The Quad King is the U.S. champion. Almost by default.
With former champion Todd Eldredge cutting down his jumps and Michael Weiss barely able to stand up, Timothy Goebel stuck with what works for him. He landed a quadruple jump, two triple axels and four other triples Saturday to win his first men's title in the U.S. Figure Skating Championships.
"I'm pleased to prove I deserve to be a world team member," Goebel said.
Eldredge, the five-time champion who returned to nationals after a two-year absence, was a very shaky second.

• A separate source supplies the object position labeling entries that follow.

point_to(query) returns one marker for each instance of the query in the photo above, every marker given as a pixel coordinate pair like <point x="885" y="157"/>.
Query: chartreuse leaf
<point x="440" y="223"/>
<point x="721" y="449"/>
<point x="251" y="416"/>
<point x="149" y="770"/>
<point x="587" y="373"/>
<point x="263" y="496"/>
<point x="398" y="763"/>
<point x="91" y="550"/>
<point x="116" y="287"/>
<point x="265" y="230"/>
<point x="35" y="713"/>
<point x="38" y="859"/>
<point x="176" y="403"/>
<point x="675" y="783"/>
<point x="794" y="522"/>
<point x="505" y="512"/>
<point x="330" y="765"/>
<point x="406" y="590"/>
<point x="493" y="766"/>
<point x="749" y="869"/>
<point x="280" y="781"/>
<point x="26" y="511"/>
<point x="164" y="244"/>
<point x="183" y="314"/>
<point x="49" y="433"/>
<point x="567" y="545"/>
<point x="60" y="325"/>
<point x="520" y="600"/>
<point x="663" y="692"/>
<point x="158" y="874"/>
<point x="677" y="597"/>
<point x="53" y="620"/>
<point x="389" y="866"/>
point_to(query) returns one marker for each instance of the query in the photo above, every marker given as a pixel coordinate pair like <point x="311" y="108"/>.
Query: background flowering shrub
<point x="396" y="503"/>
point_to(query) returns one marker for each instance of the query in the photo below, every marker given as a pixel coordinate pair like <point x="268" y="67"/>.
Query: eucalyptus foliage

Weiss, in what might have been the biggest collapse by a defending champion, was fifth in the free skate, dropping him all the way to fourth overall.
Matt Savoie was uninspiring, but he managed to stay on his feet and that was good enough for third place.
The talk all week was how tough the men's competition would be, with Weiss, Eldredge and Goebel all vying for the United States' two spots in the world championships. As if that wasn't pressure enough, results at worlds will determine how many men the United States can send to the Salt Lake Olympics.
But it wasn't really a contest at all.
"I still had to go out and do my job," Goebel said. "As we saw earlier in the event, two very consistent skaters made a lot of errors. That could be good because it gives you an opening, but you can also start to second-guess yourself. You have to go out to do your job."
Eldredge didn't have quite the meltdown he did in the Nagano Games, but it sure wasn't one of his usual spectacular performances. Skating first in the last warmup group, he was tentative from the start.
He cut his quad down to a triple, one of only five he did. Some of the junior men manage more than that. And he never even tried a triple loop, triple salchow or triple flip.
By the end of his program, he was doing double loops and double salchows, jumps he mastered when he was about 10.
"Obviously, it didn't go as well as I hoped, but that's the way it goes sometimes," Eldredge said. "It was disappointing because the practices were going well."
His spins were, as always, masterful, but Eldredge knew it wasn't his best. As the music stopped, he shook his head slightly before turning to acknowledge the crowd.
"Since the quad was missed, he was probably readjusting his mind to fitting it in again," said his coach, Richard Callaghan. "There was just too much going on in his mind."
Eldredge still got marks of 5.7 and 5.8 for presentation, but the opening was there for Goebel and Weiss.
Instead of taking it, Weiss opened the door even wider. He fell on his quad, two-footed a triple axel and then fell on his next axel attempt.
He didn't land any jump until 3:17 into the program. Goebel, on the other hand, did three in the first 60 seconds.
"It's been such a long year, and as soon as I missed the quad, it toothe gas out of me," said Weiss, who's missed most of the season with a stress fracture in his foot. "I was hitting it so well and it took me off-guard. Once you're knocked off-balance, it's hard to get it back."
And he never did. Normally so aggressive, he was uncharacteristically slow and shaky. Usually confident almost to the point of being cocky, he looked as if he didn't trust himself.
The judges didn't have any confidence in him, either. One gave him a 4.9 when's the last time the defending champion saw that? for technical merit, and another gave him a 5.1.
His artistic marks went up, mostly 5.6s, but it wasn't enough to save him.
"I feel like I'm the best skater in the country and it was not there for me today," he said.
So that left Goebel. Unlike Weiss and Eldredge, Goebel's strength is his jumping. He was the first American to land the quad, and the first in the entire world to do three in one program.
He's been slammed for his lack of artistry, and switched to Frank Carroll last summer knowing he had to improve it. But with Eldredge and Weiss reeling, Goebel went back to what's always worked for him: his springs.
He knocked off his quad salchow-triple toe jump combination like it was a warm-up move. His triple axel was huge, and a smile crossed his face.
He popped his quad toe and fell on another salchow, but when he nailed his triple flip and triple salchow in the final moments, the title was his.
"I thought it was gutsy," said Carroll, who also coaches Michelle Kwan, the women's champion. "He went for all the quads. I'd like it he'd landed the second quad salchow, and I think that's the only thing he could have done better."
That and show some emotion. Unlike Eldredge and Weiss, who figure skate, Goebel often doesn't do much more than basic stroking or gliding. Despite all his hours with Carroll, his posture is still bad and his expression wooden.
But when no one else can stand up, being able to fly is good enough.